What finally freed me wasn’t trying harder. It was no longer doing it alone.
You’re not too far gone. I wasn’t.
It may not be taking more than you meant to give.
From your answers, this doesn’t seem to be running your life right now — and that’s worth being grateful for. But you came here for a reason. If it ever starts to ask for more than you want to hand it, the door is right here. No shame on either side of it.
I’m Luke — I built this. I carried this from age ten to thirty-eight before I told the truth.
If it ever does start to take more than you meant to give, you won’t have to face it alone.
What each question was really asking.
Six quiet markers that, together, tend to mean something has started to take more than you meant to give.
How much room it takes up
Preoccupation is the first marker — when your mind keeps drifting back in the quiet, the stress, the boredom. It isn’t about how often you act; it’s about how much of your attention it quietly claims.
What you keep in the dark
Secrecy is the soil this grows in. When a part of your life has to stay hidden from the people closest to you, the hiding itself does damage — it slowly separates the man others see from the man you actually are.
The times you tried
Having tried to stop — more than once — and watched it not hold is not a sign of weak character. It’s a sign that willpower alone was never the right tool. Something underneath needs tending, not just resisting.
The cost to the people you love
When you sense that someone you love would be hurt by the whole of it, that ache is information. It means this has stopped being only yours — it’s touching the relationships that matter most.
The moments it’s stronger than your will
Feeling, at times, that the pull is stronger than your decision to stop is the marker most men are most ashamed of. It’s also the most human. The brain learns a path to relief and runs it automatically — that can be unlearned, with help.
The emptiness afterward
The low, hollow, far-from-yourself feeling that follows is the tell that this was never really about pleasure. It was about reaching for comfort, or numbness, or escape — and the emptiness is the wound underneath asking to be heard.
This is the shape Patrick Carnes mapped decades ago — the clinician who first named compulsive sexual behavior as a trauma response, not a moral failure. Something happened to me, not something is wrong with me. It’s the shape Bramble is built around.
Honest answers.
How do I know if porn has become a problem for me?
It usually isn’t about how often. It’s about whether it has started to take more than you meant to give — your attention, your honesty, your closeness with the people you love. The six markers above tend to show up together. The more of them you recognize, the more it’s worth taking seriously — gently, and not alone.
Is watching porn common among Christian men?

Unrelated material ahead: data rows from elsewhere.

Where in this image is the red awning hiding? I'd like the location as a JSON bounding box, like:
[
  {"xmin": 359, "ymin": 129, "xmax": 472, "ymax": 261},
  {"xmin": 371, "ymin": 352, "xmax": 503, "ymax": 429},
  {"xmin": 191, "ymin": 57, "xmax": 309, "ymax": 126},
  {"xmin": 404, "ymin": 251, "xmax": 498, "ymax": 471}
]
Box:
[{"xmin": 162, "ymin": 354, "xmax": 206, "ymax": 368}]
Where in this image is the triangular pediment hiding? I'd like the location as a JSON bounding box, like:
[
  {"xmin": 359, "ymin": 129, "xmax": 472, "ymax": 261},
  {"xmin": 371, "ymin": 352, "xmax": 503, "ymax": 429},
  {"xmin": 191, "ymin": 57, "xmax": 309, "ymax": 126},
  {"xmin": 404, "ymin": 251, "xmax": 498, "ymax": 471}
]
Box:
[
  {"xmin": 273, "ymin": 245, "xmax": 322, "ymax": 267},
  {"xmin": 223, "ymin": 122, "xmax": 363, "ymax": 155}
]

Far more common than most men believe. Research from Barna and Pure Desire Ministries found that roughly three in four Christian men view pornography on some level. Struggling with this does not mean you don’t love the Lord, and it does not make you a bad man. It makes you human, in a world engineered to pull you under.
What is this reflection based on?
It draws on the PATHOS screening questionnaire (Carnes et al., 2012), a six-item tool clinicians use to help identify compulsive sexual behavior. This page is a private self-reflection — not a diagnosis or medical advice. It’s here to help you see clearly and, if you want it, take a next step.